We are participating in a new approach to improve access for patients to GP appointments. The aim is to direct patients to the most appropriate healthcare professional, which may be a GP or a pharmacist.
If your symptoms could be resolved by a booked consultation with the pharmacist instead of the GP, you will be given a same-day referral to a Pharmacy of your choice.
We think this is a good thing. Once you see how great your local pharmacist is – they are highly trained and skilled clinicians experienced in treating minor illnesses – we don’t think you’ll look back.
This will also help us to free up GP appointments for people with more complex health needs and ensure that everyone gets treated at the right time, by the right healthcare professional.
When you call the Practice, you will be asked about your symptoms.

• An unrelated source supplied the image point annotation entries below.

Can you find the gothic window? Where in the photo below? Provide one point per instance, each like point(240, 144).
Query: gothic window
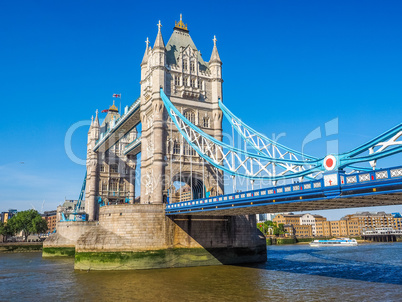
point(113, 184)
point(176, 148)
point(190, 116)
point(114, 168)
point(205, 122)
point(188, 150)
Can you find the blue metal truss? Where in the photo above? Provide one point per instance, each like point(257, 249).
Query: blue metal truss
point(262, 164)
point(346, 189)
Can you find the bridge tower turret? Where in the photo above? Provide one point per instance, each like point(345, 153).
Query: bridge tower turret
point(153, 77)
point(215, 65)
point(194, 86)
point(91, 190)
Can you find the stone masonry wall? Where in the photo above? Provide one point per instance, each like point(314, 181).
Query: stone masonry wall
point(67, 234)
point(142, 227)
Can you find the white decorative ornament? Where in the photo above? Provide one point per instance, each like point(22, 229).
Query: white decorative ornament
point(150, 148)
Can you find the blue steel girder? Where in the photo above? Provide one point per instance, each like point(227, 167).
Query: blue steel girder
point(233, 160)
point(238, 162)
point(374, 188)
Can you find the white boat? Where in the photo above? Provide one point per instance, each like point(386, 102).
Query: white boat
point(334, 242)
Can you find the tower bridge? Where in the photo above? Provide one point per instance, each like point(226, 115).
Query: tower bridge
point(176, 126)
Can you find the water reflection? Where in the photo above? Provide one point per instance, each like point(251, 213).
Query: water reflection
point(290, 273)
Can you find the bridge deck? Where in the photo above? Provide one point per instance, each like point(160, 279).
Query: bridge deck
point(376, 188)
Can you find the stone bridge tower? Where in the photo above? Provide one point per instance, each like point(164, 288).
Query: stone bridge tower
point(194, 86)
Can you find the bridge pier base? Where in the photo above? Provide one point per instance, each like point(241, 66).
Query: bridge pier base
point(140, 236)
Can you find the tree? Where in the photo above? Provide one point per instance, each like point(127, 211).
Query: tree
point(30, 222)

If they indicate that you can best be helped by a pharmacist, you will be offered a same day private consultation with a community pharmacist at any of the Pharmacies in Workington and surrounding villages.
Community pharmacists have already successfully seen thousands of patients for a consultation for a minor illness, following a call to NHS 111. This new way of arranging consultations with the pharmacist by a GP practice, has been successfully piloted around the county.

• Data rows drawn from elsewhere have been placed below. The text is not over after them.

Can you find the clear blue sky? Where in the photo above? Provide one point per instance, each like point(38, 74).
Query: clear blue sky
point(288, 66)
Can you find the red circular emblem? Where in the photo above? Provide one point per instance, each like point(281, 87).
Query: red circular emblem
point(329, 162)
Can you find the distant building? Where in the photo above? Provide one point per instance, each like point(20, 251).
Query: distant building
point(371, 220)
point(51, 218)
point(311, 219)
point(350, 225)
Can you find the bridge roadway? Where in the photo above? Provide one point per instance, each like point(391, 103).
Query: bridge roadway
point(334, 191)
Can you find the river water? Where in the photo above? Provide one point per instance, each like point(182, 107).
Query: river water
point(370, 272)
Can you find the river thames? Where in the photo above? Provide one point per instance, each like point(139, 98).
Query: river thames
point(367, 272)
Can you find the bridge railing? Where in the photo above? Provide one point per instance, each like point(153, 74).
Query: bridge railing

We are keen to hear what you think and will be listening to your comments and feedback about your experience of using this service.
Why are we doing this?
Pharmacists are qualified healthcare professionals and experts in medicines. They can offer clinical advice and over-the-counter medicines for all sorts of minor illnesses, and a same day consultation can be arranged quickly and at a time to suit you.
This in turns frees up GP appointments for those people with more complex symptoms who really need to see a GP.

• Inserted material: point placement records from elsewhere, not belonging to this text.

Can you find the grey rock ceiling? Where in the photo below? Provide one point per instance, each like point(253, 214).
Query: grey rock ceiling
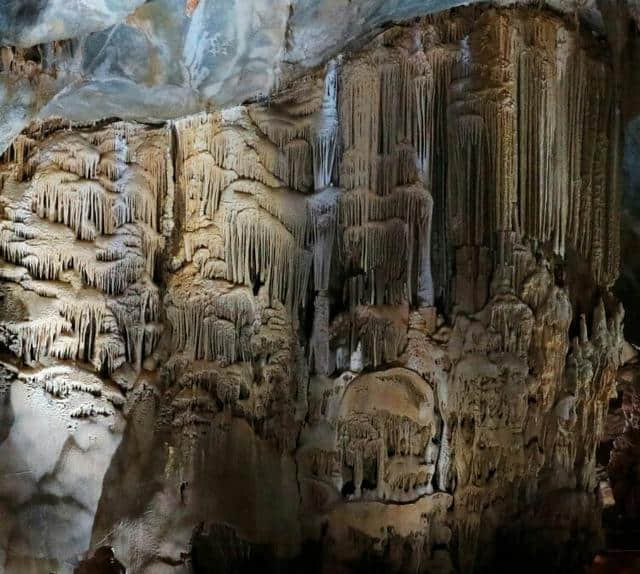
point(157, 60)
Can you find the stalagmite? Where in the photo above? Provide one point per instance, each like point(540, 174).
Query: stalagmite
point(376, 303)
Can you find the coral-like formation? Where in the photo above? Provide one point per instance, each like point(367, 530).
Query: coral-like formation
point(364, 324)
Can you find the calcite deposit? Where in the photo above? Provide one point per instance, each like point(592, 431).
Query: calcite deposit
point(365, 324)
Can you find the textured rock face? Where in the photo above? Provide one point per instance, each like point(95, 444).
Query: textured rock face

What happens when I see the community pharmacist?
We will share your personal details with the pharmacist and details of your minor illness and the pharmacist will contact you to arrange your consultation on the same day, or at a time that suits you.
You may be seen in person in a private consulting room, if the pharmacist thinks it appropriate, or your consultation may be carried out over the phone or via video. You will be asked about your medical history and symptoms and current medication, in the same way the GP would ask you about them.
Usually, the pharmacist will provide you with advice and can sell you with an over the counter product where needed, if you choose. They will also send details of your consultation back to us for our records.
If the pharmacist feels you need to be seen by a GP urgently, they will call us to ensure you are seen, or they will advise you to contact the hospital Emergency Department if deemed necessary. You may also be referred back to us to arrange a non-urgent appointment or follow up.
What if I get free prescriptions from my GP?
Your pharmacist will provide you with advice on how to treat your symptoms, which may include a medicine or product. Medicines that can be purchased in a pharmacy to treat minor illnesses, are usually inexpensive and would not normally be prescribed by your GP anyway. You are free to choose if you wish to make a purchase or not.
What happens if I don’t want to see the pharmacist?
We want to ensure that you are offered an appointment with the most appropriate qualified health care professional based on your symptoms. If you have minor illness symptoms that can be treated the same day through a consultation with a qualified community pharmacist, but do not want to accept this referral, you will be offered a routine telephone appointment with your GP at a future date.
What if the patient is my child?
Children aged over one years are eligible to use this service and can be seen by the pharmacist. Children who are able to make their own decision about their health may be seen unaccompanied.
Why is this a good thing for patients?
Community pharmacies are local, some are open longer hours than the GP practice and can offer you the same consultation outcome at a time that is more convenient for you. If the pharmacist thinks you need to see the GP, they can help arrange an urgent appointment for you.
Patients who have already used the service liked the convenience of having a consultation on the same day, or a day that suited them, at a pharmacy of their choice. 78% of people who had a consultation with a community pharmacist were successfully helped.
Why does the receptionist need to ask whats wrong with me
It is not a case of the receptionists being nosey!
The reception staff are members of the practice team and it has been agreed they should ask patients ‘why they need to be seen’.
Reception staff are trained to ask certain questions in order to ensure that you receive:
- the most appropriate medical care,
- from the most appropriate health professional,
- at the most appropriate time.
Receptionists are asked to collect brief information from patients:
- To help doctors prioritise house visits and phone calls
- To ensure that all patients receive the appropriate level of care
- To direct patients to see the nurse or other health professional rather than a doctor where appropriate.
Reception staff, like all members of the team, are bound by confidentiality rules
- Any information given by you is treated strictly confidentially.
- The Practice would take any breach of confidentiality very seriously and deal with accordingly.
- You can ask to speak to a receptionist in private away from reception.
- However if you feel an issue is very private and do not wish to say what this is then this will be respected.